The entire thing is pointless. I was told that no one could score over a 3 (out of 5) this year because we had too much change to cope with (x3 different managers in the year!). I over exceeded all my targets and spent £40k less than the previous year to achieve this. I feel a bit like companies of a certain size use them as a means of not giving people the pay rises they deserve. A previous example is being told that “we can’t increase your salary this year as you only scored a 3 on your end of year”.
Hmmmmm…
I was told I “use big words that make people feel stupid.”
When I asked for an example, my boss could not give me any. When I asked who had said this, my boss would not say.
A co-worker laughed at this story and said our boss was talking about himself.
A former supervisor cited “attendance issues” on my performance review because I used my vacation time in small increments (half-day here, full-day there). I never missed meetings or deadlines, and was available by phone or text 24/7.

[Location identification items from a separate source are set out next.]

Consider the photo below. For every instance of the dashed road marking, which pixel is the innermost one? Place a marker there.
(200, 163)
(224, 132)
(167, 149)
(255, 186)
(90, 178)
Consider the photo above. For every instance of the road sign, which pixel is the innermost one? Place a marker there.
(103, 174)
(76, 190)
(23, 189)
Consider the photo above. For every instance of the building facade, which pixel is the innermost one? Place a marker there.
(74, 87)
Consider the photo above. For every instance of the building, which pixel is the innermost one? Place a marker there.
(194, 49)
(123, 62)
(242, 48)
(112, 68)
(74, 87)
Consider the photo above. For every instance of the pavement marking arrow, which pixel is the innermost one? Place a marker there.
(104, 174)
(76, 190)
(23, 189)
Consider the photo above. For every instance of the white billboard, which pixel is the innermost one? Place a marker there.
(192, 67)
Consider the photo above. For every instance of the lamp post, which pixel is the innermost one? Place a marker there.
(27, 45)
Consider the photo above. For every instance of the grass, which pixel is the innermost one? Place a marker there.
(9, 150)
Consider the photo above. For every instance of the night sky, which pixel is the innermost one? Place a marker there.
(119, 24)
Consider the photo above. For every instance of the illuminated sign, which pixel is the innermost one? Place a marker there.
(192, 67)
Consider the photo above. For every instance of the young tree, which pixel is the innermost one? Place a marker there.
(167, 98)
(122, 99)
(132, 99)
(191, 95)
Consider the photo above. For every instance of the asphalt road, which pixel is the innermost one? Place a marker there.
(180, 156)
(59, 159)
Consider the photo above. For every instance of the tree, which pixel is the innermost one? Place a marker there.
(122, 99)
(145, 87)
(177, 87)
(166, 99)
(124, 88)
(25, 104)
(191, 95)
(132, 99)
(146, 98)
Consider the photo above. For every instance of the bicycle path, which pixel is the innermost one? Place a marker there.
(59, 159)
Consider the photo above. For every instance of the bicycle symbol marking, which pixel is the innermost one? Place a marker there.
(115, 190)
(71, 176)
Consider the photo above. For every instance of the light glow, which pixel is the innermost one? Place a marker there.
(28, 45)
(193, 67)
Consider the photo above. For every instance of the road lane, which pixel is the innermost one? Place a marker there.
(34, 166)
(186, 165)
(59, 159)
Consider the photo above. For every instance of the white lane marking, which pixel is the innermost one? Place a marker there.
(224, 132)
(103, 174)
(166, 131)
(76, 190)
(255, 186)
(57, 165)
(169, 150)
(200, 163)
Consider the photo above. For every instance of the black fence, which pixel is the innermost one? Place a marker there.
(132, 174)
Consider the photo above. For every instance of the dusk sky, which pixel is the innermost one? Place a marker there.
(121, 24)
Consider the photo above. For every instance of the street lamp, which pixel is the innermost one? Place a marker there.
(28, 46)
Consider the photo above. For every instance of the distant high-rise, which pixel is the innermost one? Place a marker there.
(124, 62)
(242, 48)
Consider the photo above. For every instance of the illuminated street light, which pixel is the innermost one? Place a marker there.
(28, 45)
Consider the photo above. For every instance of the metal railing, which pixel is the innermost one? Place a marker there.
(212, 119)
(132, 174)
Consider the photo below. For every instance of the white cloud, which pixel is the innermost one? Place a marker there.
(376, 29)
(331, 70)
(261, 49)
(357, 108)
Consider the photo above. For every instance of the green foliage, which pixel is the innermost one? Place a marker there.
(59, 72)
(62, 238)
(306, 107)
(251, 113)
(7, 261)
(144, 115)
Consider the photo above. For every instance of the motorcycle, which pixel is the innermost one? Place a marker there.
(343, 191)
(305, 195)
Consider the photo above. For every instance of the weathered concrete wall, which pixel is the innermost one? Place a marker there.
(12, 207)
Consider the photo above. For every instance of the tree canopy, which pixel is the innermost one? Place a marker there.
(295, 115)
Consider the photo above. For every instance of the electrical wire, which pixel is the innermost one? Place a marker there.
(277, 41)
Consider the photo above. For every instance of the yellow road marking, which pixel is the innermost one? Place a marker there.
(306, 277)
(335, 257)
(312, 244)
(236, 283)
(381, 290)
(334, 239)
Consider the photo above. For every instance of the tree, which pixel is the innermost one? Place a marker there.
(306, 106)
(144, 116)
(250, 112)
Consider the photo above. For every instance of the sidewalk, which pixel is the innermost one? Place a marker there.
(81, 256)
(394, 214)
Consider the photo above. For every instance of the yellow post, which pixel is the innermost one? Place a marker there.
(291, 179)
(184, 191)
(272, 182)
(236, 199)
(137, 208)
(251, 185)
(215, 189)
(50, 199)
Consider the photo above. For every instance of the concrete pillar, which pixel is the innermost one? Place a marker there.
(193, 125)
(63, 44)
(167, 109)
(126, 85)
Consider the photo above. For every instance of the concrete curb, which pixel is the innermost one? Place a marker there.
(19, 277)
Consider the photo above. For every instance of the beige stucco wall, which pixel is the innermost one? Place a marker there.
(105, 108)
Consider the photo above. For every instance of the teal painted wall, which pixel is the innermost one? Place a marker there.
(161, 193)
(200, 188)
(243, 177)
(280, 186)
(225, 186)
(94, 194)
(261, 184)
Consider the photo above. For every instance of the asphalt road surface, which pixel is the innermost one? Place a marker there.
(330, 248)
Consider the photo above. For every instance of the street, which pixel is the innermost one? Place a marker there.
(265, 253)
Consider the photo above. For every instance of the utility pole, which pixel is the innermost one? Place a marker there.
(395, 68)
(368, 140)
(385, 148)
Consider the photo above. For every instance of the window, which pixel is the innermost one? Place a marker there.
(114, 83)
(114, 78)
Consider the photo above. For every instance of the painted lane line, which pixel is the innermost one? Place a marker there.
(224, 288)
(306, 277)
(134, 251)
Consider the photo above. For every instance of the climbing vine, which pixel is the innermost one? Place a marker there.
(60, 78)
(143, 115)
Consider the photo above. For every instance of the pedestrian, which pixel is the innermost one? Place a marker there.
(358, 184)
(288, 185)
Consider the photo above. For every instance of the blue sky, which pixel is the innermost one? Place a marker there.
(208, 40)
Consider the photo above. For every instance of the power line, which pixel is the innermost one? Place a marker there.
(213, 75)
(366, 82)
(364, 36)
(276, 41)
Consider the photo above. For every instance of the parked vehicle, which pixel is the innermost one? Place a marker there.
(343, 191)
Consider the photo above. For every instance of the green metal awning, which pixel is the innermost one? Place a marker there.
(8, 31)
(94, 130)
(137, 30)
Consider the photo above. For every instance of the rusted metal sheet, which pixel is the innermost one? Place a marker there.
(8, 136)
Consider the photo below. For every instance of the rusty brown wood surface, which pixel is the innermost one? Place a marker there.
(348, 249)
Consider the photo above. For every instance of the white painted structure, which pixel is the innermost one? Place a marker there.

There’s a place on the form for a rebuttal, so I said, “if my supervisor had any problems with my use of vacation time/attendance, the time to bring it up, was when signing my time sheet every other week” (this had never been brought up as a problem, and was clearly a “reach” by someone who was trying to distract from their own incompetence.)
The diagram of optimal thumbtack placement reminds me of the time my review included the fact that I had had to be taught how to paperclip pieces of paper together correctly.
I am not kidding. At this company, you had to put the larger loop of the paperclip in the front and the smaller loop in the back. The person who told me this was astonished that I did not already know this. And that’s why it was on my review—I should have known this vital office skill before going to work there.
Ever since quitting that job, I have been the world’s most random paperclipper.
I was given straight “3”‘s on a 1-5 scale because the person I reported to did not understand my job or duties. This is what happens when the department leadership does not share your professional specialty. When I asked what I could do to improve, he said he did not know. At this point I was past caring about what they thought as I was job seeking and had a new one in 2 months.